我是 C# 的新手，到目前为止我很喜欢它，但它.. 嗯.. 与我很久以前玩的 BorlandC 不同。

那么，关于如何实现这一目标的任何想法？

我也知道到目前为止我的代码有点混乱，因此对此的任何输入表示赞赏。

Answer 1

复制这些值并不是特别难。如果要创建第三个数组，则可以在开始时创建第一个数组的直接副本，然后对其进行修改。

public void Combine(int[,] first, int[,] second, int rowStart, int colStart)
{
    //TODO validate parameters, ensure arrays are all large enough, etc.
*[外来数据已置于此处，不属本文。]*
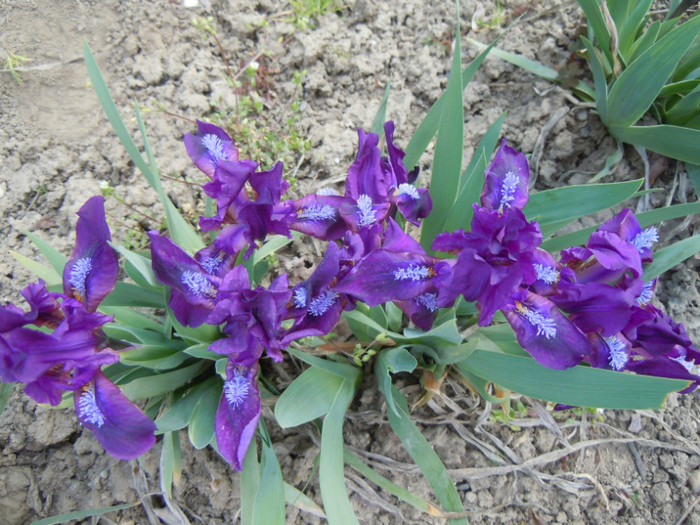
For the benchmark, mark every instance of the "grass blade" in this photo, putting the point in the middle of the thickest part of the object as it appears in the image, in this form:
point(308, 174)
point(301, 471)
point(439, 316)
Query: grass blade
point(581, 89)
point(638, 86)
point(268, 508)
point(425, 457)
point(429, 125)
point(668, 257)
point(672, 141)
point(447, 163)
point(331, 469)
point(380, 117)
point(578, 386)
point(81, 514)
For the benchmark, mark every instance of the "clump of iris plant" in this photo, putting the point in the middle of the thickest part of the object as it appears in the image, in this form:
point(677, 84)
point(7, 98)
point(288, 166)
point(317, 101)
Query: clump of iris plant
point(591, 305)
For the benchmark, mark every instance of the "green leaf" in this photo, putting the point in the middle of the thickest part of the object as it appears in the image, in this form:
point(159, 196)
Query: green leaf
point(596, 23)
point(341, 369)
point(564, 204)
point(645, 219)
point(181, 412)
point(200, 428)
point(201, 351)
point(5, 393)
point(472, 181)
point(610, 161)
point(180, 230)
point(308, 397)
point(693, 171)
point(429, 125)
point(56, 259)
point(154, 356)
point(425, 457)
point(448, 355)
point(81, 514)
point(638, 86)
point(449, 146)
point(331, 469)
point(49, 275)
point(672, 141)
point(394, 316)
point(600, 83)
point(170, 462)
point(668, 257)
point(390, 361)
point(582, 89)
point(387, 485)
point(579, 386)
point(380, 117)
point(129, 317)
point(250, 482)
point(155, 384)
point(293, 496)
point(140, 263)
point(127, 294)
point(628, 17)
point(269, 500)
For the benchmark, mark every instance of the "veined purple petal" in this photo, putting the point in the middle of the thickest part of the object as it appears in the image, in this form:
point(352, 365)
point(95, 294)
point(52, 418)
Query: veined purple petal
point(506, 182)
point(596, 306)
point(193, 291)
point(210, 146)
point(384, 276)
point(365, 176)
point(91, 271)
point(319, 216)
point(545, 333)
point(238, 413)
point(117, 423)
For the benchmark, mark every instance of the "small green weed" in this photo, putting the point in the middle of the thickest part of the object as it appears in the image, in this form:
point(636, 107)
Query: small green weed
point(501, 416)
point(264, 127)
point(12, 62)
point(494, 21)
point(307, 12)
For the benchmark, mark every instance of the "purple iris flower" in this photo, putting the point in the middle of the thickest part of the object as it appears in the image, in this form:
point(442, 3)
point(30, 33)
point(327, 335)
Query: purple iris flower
point(597, 307)
point(238, 413)
point(193, 288)
point(256, 218)
point(210, 147)
point(91, 271)
point(226, 188)
point(545, 332)
point(494, 259)
point(253, 317)
point(506, 182)
point(319, 216)
point(27, 355)
point(613, 352)
point(117, 423)
point(315, 304)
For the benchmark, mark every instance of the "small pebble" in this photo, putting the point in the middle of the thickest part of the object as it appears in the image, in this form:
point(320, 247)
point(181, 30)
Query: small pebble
point(694, 480)
point(636, 424)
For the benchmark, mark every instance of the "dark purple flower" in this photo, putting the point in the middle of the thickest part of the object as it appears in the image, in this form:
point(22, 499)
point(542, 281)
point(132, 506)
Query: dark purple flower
point(209, 147)
point(315, 304)
point(506, 183)
point(545, 333)
point(238, 413)
point(193, 289)
point(319, 216)
point(91, 272)
point(117, 423)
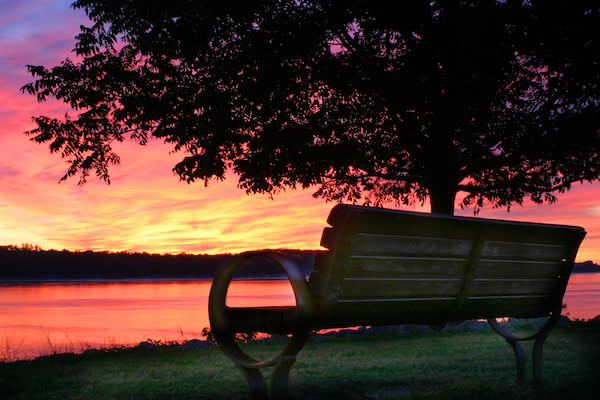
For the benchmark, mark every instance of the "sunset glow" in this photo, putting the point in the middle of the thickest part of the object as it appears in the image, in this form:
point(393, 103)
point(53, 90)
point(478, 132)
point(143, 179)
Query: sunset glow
point(146, 207)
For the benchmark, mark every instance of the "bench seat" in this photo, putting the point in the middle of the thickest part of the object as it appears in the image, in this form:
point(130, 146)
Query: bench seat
point(387, 267)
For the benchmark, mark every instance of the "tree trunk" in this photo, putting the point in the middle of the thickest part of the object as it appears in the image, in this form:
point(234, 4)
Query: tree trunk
point(442, 197)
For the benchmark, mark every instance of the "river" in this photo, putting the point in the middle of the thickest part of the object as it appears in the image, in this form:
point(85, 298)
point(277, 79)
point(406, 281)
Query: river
point(46, 318)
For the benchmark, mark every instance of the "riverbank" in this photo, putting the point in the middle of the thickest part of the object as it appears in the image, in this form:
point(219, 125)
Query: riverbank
point(383, 364)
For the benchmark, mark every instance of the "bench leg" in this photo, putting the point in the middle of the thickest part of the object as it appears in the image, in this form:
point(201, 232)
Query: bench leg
point(521, 360)
point(281, 377)
point(537, 358)
point(256, 383)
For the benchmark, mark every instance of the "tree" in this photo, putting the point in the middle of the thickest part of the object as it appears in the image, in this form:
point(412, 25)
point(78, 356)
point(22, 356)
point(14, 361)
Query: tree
point(369, 102)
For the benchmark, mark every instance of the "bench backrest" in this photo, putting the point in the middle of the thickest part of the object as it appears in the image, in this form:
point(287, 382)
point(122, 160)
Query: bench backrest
point(388, 266)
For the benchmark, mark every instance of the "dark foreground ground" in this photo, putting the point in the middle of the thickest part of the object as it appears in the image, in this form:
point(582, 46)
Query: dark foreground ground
point(385, 365)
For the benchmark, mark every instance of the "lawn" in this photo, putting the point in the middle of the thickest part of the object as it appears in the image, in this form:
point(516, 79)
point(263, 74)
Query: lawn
point(457, 365)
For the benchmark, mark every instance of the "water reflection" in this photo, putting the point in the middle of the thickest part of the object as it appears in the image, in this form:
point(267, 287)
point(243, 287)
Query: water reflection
point(42, 318)
point(61, 317)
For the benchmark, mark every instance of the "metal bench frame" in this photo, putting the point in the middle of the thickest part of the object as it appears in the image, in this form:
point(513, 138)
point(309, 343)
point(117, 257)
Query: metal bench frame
point(314, 299)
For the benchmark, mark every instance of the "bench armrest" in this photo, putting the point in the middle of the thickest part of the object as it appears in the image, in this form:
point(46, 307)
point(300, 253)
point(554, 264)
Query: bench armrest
point(224, 330)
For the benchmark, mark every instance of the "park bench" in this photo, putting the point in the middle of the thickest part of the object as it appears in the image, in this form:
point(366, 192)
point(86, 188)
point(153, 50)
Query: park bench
point(387, 267)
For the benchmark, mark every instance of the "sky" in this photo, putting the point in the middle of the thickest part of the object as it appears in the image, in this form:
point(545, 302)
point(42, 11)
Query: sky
point(146, 207)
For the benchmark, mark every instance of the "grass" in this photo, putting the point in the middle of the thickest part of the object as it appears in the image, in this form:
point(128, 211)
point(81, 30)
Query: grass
point(471, 365)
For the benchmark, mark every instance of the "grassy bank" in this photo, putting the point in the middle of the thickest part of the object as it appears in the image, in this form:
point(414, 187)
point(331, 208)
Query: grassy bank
point(471, 365)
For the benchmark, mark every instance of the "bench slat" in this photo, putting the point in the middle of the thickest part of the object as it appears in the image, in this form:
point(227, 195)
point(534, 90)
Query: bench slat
point(357, 287)
point(517, 268)
point(491, 287)
point(381, 244)
point(523, 251)
point(406, 265)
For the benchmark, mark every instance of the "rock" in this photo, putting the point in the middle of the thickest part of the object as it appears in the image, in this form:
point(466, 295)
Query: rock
point(147, 346)
point(564, 321)
point(534, 323)
point(195, 344)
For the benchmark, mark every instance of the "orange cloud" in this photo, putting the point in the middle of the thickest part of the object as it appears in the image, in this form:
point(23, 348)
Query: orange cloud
point(147, 208)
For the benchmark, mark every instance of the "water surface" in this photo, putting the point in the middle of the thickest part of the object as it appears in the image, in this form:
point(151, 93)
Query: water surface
point(45, 318)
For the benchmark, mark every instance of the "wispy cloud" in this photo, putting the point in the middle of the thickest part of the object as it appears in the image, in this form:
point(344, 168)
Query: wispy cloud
point(147, 208)
point(8, 171)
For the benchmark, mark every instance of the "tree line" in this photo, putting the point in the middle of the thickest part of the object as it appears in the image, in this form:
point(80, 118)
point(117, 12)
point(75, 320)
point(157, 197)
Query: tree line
point(33, 263)
point(24, 263)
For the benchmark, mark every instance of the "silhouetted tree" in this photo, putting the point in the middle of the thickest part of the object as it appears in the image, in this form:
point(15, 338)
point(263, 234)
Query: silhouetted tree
point(368, 101)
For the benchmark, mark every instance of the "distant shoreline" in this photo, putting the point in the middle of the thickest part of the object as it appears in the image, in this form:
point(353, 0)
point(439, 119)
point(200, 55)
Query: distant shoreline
point(4, 282)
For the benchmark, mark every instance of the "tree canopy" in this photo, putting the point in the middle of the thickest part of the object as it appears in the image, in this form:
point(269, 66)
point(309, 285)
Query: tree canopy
point(367, 101)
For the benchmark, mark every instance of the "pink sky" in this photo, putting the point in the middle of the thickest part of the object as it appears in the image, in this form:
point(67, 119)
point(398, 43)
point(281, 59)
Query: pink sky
point(147, 208)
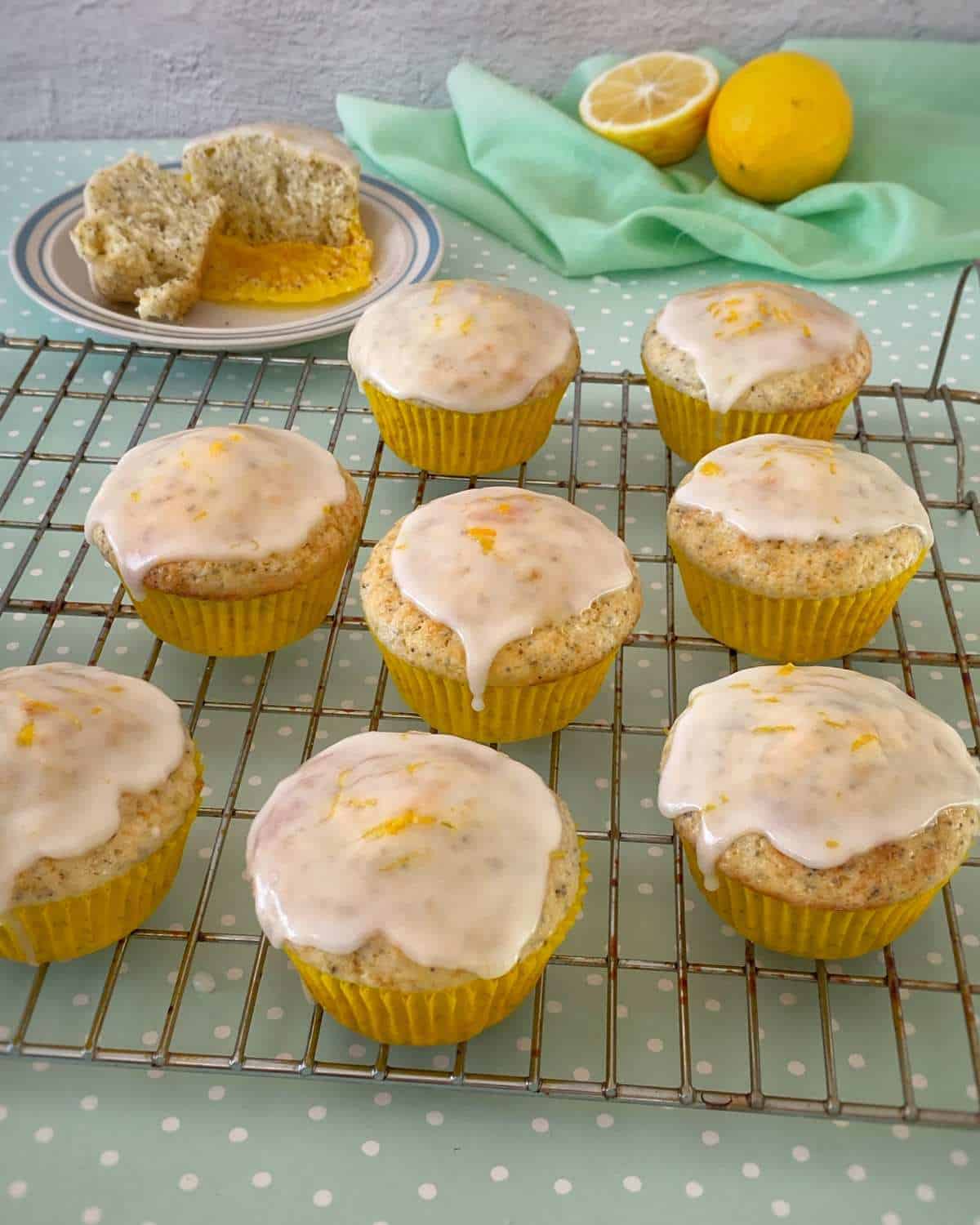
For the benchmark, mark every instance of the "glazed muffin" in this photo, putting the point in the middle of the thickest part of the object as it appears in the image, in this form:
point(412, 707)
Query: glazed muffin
point(820, 808)
point(230, 539)
point(463, 376)
point(426, 906)
point(500, 610)
point(751, 358)
point(795, 549)
point(100, 784)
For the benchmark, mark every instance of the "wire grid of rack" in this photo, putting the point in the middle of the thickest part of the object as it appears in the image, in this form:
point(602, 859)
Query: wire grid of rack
point(749, 970)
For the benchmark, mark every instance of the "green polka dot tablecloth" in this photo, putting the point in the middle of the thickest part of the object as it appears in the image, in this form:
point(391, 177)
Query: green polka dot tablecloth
point(141, 1146)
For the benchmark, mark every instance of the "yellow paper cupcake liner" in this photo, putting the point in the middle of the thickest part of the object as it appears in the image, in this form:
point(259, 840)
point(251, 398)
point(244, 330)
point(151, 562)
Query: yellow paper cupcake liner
point(801, 631)
point(242, 627)
point(69, 928)
point(433, 1018)
point(691, 429)
point(511, 712)
point(808, 931)
point(463, 443)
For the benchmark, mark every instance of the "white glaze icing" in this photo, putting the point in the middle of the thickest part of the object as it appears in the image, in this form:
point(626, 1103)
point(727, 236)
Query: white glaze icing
point(73, 740)
point(746, 331)
point(220, 492)
point(497, 564)
point(774, 487)
point(305, 141)
point(438, 844)
point(827, 764)
point(460, 345)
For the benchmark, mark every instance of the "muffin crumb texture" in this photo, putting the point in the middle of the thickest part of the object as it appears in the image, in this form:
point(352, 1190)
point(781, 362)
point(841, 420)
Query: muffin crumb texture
point(145, 237)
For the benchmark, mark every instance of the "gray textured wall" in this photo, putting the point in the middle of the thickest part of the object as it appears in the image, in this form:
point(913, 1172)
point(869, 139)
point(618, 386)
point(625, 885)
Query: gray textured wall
point(152, 68)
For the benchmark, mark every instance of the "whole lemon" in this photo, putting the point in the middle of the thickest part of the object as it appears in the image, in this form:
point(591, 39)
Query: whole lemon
point(781, 125)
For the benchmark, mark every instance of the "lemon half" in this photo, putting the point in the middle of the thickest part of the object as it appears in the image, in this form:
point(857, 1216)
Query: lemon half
point(656, 105)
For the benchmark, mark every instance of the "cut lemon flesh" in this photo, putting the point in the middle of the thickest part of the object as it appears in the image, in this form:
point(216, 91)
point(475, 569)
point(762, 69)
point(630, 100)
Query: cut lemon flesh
point(657, 105)
point(284, 274)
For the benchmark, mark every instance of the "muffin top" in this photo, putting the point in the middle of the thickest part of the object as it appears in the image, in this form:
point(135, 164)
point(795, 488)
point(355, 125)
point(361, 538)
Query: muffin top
point(463, 345)
point(497, 564)
point(439, 845)
point(729, 342)
point(826, 764)
point(73, 742)
point(217, 494)
point(772, 487)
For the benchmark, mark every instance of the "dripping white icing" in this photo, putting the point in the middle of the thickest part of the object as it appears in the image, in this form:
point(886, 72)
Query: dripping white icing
point(460, 345)
point(826, 764)
point(438, 844)
point(497, 564)
point(746, 331)
point(220, 492)
point(774, 487)
point(73, 740)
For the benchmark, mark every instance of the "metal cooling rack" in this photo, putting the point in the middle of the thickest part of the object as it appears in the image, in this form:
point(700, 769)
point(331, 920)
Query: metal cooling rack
point(186, 412)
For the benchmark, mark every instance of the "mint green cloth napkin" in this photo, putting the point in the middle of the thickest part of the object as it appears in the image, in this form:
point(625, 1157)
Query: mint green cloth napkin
point(527, 169)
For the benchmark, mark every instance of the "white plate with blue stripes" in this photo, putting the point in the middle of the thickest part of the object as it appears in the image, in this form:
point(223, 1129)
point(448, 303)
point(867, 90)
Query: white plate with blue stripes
point(408, 247)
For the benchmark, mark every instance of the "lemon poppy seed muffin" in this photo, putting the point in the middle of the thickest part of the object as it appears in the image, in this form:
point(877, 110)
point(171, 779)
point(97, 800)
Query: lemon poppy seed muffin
point(426, 906)
point(230, 539)
point(145, 237)
point(793, 549)
point(751, 358)
point(820, 808)
point(463, 376)
point(98, 786)
point(499, 610)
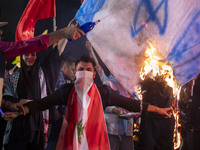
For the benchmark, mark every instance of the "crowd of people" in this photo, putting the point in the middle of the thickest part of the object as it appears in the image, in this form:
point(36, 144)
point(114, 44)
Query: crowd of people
point(47, 108)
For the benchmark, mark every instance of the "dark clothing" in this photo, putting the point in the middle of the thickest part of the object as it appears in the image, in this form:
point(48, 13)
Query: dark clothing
point(192, 118)
point(2, 64)
point(156, 132)
point(28, 131)
point(109, 98)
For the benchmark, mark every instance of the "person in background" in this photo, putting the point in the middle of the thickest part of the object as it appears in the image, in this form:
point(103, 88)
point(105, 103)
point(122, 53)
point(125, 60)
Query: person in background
point(39, 43)
point(190, 112)
point(66, 76)
point(156, 131)
point(120, 131)
point(35, 79)
point(84, 125)
point(67, 73)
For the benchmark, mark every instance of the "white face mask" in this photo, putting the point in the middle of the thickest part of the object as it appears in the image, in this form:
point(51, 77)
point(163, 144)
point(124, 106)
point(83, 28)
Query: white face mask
point(84, 80)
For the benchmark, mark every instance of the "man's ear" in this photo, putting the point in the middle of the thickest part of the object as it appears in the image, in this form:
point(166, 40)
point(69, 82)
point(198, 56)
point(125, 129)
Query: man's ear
point(94, 74)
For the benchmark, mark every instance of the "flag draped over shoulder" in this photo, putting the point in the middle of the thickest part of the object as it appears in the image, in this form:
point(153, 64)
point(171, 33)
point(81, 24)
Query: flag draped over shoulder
point(88, 133)
point(34, 11)
point(120, 38)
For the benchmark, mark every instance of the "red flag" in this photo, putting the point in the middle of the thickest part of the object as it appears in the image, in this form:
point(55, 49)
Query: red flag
point(94, 130)
point(34, 11)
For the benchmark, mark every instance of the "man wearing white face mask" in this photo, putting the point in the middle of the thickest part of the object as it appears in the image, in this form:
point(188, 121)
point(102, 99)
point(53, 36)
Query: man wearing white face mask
point(84, 125)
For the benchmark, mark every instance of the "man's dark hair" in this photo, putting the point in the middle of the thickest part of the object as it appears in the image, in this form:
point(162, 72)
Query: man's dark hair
point(86, 59)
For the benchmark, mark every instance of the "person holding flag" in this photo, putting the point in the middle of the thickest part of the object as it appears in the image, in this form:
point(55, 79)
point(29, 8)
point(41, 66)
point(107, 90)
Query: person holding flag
point(12, 49)
point(84, 124)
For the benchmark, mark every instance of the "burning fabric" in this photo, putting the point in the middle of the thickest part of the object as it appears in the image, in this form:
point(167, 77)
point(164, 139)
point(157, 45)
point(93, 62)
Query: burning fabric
point(155, 130)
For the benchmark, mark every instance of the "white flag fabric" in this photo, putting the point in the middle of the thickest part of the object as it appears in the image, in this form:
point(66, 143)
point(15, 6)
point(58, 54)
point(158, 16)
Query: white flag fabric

    for (int i = 0; i < second.GetLength(0); i++)
    {
        for (int j = 0; j < second.GetLength(1); j++)
        {
            first[colStart + i, rowStart + j] |= second[i, j];
        }
    }
}

Answer 2

假设 Airplane 的尺寸永远不会大于表面，您可以遍历 Airplane 并为每个索引将表面设置为相同的值。

for(int i = 0; i < Airplane.length(0); i++){
    for(int j = 0; j < Airplane.length(1); j++){         
        surface[i,j] = Airplane[i,j]

如果不是，您可以轻松计算出偏移量。